I'm pretty sure you're aware of my previous threads on this very subject...
I wound up not using the "improved" self-adjuster hardware on my own 11" setup - on the fronts.
The rears still do have the new hardware with self-adjusters, though - and they're fine for now.
(If anyone needs new self-adjuster hardware for 11" drums, I got some you can have :) ).

Bottom line on yours is new drums + new shoes = tight as it gets. Perfectly normal.
I do like the idea of running the new drums up on a lathe to check for true, though.
 
I'm pretty sure you're aware of my previous threads on this very subject...
I wound up not using the "improved" self-adjuster hardware on my own 11" setup - on the fronts.
The rears still do have the new hardware with self-adjusters, though - and they're fine for now.
(If anyone needs new self-adjuster hardware for 11" drums, I got some you can have :) ).

Bottom line on yours is new drums + new shoes = tight as it gets. Perfectly normal.
I do like the idea of running the new drums up on a lathe to check for true, though.
I didn’t check them with a bore gauge.

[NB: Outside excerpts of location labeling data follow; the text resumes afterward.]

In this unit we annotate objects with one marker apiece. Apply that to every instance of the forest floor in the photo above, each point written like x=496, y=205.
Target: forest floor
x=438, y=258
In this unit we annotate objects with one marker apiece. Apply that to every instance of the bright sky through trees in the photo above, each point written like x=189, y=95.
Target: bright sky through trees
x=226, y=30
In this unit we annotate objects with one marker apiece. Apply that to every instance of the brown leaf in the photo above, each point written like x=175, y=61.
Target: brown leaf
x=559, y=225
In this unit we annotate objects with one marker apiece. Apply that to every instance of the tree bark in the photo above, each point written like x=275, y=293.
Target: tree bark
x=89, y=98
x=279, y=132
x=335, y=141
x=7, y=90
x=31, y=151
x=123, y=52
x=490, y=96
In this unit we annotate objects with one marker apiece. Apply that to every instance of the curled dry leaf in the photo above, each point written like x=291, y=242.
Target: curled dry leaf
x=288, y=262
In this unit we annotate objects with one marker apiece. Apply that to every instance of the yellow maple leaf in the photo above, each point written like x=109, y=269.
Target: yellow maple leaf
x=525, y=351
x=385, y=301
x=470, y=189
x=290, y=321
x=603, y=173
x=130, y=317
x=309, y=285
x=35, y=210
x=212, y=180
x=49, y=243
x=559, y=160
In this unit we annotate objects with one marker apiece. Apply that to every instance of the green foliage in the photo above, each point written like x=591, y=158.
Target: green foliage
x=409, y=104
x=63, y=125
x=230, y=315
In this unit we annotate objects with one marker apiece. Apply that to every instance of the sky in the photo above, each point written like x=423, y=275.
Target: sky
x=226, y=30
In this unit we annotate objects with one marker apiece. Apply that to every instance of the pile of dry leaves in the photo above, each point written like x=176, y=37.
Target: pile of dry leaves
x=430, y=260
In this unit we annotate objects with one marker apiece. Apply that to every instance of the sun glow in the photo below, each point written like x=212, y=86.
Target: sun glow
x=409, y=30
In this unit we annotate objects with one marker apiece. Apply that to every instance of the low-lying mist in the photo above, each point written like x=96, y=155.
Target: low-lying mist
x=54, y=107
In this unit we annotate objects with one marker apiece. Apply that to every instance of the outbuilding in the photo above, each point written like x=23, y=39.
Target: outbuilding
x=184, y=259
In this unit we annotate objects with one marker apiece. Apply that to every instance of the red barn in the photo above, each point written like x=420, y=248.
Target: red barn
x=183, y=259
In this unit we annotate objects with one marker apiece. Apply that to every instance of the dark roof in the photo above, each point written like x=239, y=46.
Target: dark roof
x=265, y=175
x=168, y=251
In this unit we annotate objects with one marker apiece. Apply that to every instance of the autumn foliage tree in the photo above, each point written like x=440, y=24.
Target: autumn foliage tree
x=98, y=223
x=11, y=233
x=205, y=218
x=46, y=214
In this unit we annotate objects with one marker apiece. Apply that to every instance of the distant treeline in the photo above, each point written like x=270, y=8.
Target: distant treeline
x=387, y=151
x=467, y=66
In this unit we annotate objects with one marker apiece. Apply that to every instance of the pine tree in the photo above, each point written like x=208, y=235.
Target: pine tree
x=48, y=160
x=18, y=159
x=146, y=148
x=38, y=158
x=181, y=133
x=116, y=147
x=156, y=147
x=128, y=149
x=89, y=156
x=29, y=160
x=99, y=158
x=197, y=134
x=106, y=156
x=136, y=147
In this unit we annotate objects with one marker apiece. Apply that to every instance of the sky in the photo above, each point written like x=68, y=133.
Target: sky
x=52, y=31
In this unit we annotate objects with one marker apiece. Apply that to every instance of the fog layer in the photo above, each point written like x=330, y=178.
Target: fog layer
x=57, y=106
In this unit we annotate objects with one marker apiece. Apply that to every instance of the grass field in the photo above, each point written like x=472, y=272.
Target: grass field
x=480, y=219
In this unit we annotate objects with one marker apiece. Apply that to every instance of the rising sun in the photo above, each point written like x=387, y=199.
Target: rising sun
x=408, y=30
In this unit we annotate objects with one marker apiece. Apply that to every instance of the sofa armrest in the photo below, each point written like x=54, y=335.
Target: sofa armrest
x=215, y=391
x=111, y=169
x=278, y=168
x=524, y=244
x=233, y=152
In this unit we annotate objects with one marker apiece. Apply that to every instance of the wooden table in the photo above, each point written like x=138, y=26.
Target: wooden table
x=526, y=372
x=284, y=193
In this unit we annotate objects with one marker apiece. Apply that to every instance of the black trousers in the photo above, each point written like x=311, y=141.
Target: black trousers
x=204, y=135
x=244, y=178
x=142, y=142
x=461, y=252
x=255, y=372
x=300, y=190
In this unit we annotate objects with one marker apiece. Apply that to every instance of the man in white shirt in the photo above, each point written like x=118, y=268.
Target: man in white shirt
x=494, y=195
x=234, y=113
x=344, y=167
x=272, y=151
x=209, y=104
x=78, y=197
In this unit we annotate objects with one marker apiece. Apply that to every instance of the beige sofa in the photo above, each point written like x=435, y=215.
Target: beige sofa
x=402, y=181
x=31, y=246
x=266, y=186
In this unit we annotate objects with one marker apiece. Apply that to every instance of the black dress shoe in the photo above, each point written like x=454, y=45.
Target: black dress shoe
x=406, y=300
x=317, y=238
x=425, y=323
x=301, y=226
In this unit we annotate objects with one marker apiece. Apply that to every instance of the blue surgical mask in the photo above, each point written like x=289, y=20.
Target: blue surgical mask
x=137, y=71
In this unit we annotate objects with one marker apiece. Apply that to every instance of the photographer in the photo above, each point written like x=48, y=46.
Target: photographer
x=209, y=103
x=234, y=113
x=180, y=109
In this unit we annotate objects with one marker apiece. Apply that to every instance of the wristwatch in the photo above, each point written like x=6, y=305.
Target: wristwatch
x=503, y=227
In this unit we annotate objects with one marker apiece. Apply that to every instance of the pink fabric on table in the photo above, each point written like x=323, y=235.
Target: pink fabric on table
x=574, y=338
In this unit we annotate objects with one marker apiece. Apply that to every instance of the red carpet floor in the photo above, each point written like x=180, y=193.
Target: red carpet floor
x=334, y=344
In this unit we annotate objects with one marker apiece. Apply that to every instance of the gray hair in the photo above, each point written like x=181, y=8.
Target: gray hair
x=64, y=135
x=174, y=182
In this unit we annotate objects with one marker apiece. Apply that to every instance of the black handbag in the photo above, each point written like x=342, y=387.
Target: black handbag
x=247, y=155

But with a 12” caliper they were 10” all the way around. I think I read .005 is fine.
 
I didn’t check them with a bore gauge. But with a 12” caliper they were 10” all the way around. I think I read .005 is fine.
In a perfect world, perhaps - but car parts, especially brake parts, things are seldom perfect.
 
In a perfect world, perhaps - but car parts, especially brake parts, things are seldom perfect.
I’m really happy with Rock Auto. They have a lot of USA parts to choose from. The Raybestos springs I needed are made in USA. :)
 
I’m really happy with Rock Auto. They have a lot of USA parts to choose from. The Raybestos springs I needed are made in USA. :)
Yes, some Raybestos stuff is still USA - and some isn't, as I discovered fetching my "all USA" brake parts for my
own overhaul exercise.
In fact, the manual adjusters I just installed on the front of Fred are Chinesium (and more stout than the factory
pieces!) - but the heavy adjuster/bottom shoe springs are USA.

I also know most of Bendix drums are Chinese as well. Where were yours made?
 
Yes, some Raybestos stuff is still USA - and some isn't, as I discovered fetching my "all USA" brake parts for my
own overhaul exercise.
In fact, the manual adjusters I just installed on the front of Fred are Chinesium (and more stout than the factory
pieces!) - but the heavy adjuster/bottom shoe springs are USA.

I also know most of Bendix drums are Chinese as well. Where were yours made?
They are China. But very nice.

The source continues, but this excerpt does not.